It is a weird asymmetry: almost massless particles (neutrinos) interact with other particles through massive bosons, and these massive ‘things’ are supposed to be ‘bosons’, i.e. force carrying particles ! These physicists must be joking, right? These bosons can hardly carry themselves – as evidenced by the fact they peter out just like all of those other ‘resonances’ !

Hmm… Not sure what to say. It’s true that their honorific title – ‘intermediate vectors’ – seems to be quite apt: they are very intermediate indeed: they only appear as a short-lived stage in between the initial and final state of the system. Again, it leads one to think that these W bosons may just reflect some kind of energy blob caused by some neutrino – or anti-neutrino – crashing into another matter particle (a quark or an electron). Whatever it is, this weak force is surely the odd one out.

Odd one out

In my previous post, I mentioned other asymmetries as well.

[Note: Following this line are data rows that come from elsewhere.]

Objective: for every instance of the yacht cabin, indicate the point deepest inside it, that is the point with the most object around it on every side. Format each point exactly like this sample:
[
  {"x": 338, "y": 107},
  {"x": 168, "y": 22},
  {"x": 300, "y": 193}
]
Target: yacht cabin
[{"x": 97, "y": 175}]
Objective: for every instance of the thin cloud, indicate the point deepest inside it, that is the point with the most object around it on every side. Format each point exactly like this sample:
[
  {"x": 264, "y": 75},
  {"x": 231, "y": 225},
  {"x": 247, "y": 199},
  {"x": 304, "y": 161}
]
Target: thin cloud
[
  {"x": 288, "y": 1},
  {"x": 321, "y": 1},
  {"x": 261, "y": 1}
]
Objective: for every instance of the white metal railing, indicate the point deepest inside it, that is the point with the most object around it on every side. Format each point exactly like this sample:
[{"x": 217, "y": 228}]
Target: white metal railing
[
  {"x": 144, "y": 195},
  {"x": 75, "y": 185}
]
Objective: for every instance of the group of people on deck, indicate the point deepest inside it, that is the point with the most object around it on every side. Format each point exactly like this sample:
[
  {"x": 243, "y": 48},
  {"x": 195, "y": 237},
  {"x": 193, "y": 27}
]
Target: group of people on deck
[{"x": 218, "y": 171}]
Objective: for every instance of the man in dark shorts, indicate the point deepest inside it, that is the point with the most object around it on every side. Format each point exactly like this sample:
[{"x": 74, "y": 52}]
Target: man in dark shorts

Let’s revisit them.

Time irreversibility

In Nature, uranium is usually found as uranium-238. Indeed, that’s the most abundant isotope of uranium: about 99.3% of all uranium is U-238. There’s also some uranium-235 out there: some 0.7%. And there are also trace amounts of U-234. And that’s it really. So where is the U-232 we introduced above when talking about alpha decay? Well… We said it has a half-life of 68.9 years only and so it’s rather normal U-232 cannot be found in Nature. What? Yes: 68.9 years is nothing compared to the half-life of U-238 (4.47 billion years) or U-235 (704 million years), and so it’s all gone. In fact, the tiny proportion of U-235 on this Earth is what allows us to date the Earth. The math and physics involved resemble the math and physics involved in carbon-dating but so carbon-dating is used for organic materials only, because the carbon-14 that’s used also has a fairly short half-time: 5,730 years—so that’s like a thousand times more than U-232 but… Well… Not like millions or billions of years. [You’ll immediately ask why this C-14 is still around if it’s got such a short life-time. The answer to that is easy: C-14 is continually being produced in the atmosphere and, hence, unlike U-232, it doesn’t just disappear.]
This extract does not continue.